Противоборство сторон оттеснило на второй план умиравшего государя. Феофан в своём сочинении подчёркивал, что судьба трона решалась после смерти Петра I. На самом же деле схватка «партий» шла ещё при жизни императора, скончавшегося около пяти часов утра (это время поставил А. И. Остерман в пометках на своей немецкой Библии; оно же было указано и в составленной в Коллегии иностранных дел «Записке о преставлении его императорского величества».[429] Походный журнал царя сообщал, что «28-го в 6 часу пополуночи в I четверти его императорское величество Пётр Великий преставился от сего мира от болезни, урины запору».

Современников неслучайно волновало отсутствие до самого последнего момента распоряжений относительно наследника. Согласно докладу австрийского посла, Пётр «покаялся во всех своих грехах, признал, что много невинной крови пролил за свою жизнь, и то, что с его несчастным сыном случилось, принимал очень близко к сердцу.

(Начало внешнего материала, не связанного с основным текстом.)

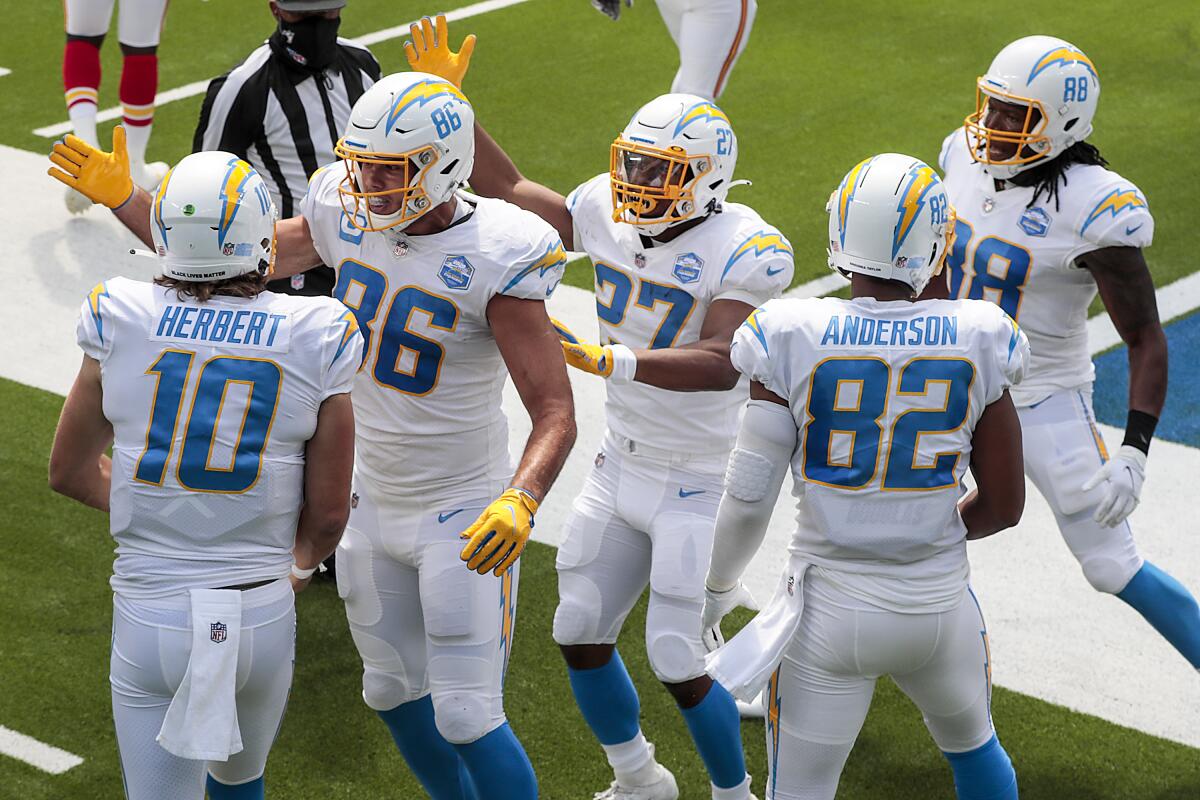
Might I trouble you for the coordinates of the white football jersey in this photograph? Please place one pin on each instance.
(211, 405)
(657, 295)
(427, 400)
(886, 397)
(1023, 258)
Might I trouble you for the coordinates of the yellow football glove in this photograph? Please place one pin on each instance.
(501, 533)
(430, 50)
(595, 359)
(100, 176)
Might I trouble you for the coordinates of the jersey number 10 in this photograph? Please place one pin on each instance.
(196, 471)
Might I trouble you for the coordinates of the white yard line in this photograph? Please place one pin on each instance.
(36, 753)
(199, 86)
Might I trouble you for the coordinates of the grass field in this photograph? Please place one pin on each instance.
(821, 85)
(54, 662)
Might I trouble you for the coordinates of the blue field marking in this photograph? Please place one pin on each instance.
(1181, 417)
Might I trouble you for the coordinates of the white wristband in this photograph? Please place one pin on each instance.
(624, 364)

Однако всякий раз говорил, что надеется на Господа, который ему за всё добро, которое он своей империи сделал, простит все грехи». Он успел попрощаться с дочерьми и внуком и даже «царице, которая при нём до самой его смерти оставалась, позволил к себе подойти и также, кажется, с ней примирился», однако о наследовании «не сделал ни малейшего распоряжения, собираясь сделать это позднее, но этого Бог не дал. Хотя другие говорят, что его об этом раньше и не спрашивали, пока он речи не лишился, тогда он что-то захотел написать, но из-за слабости не смог».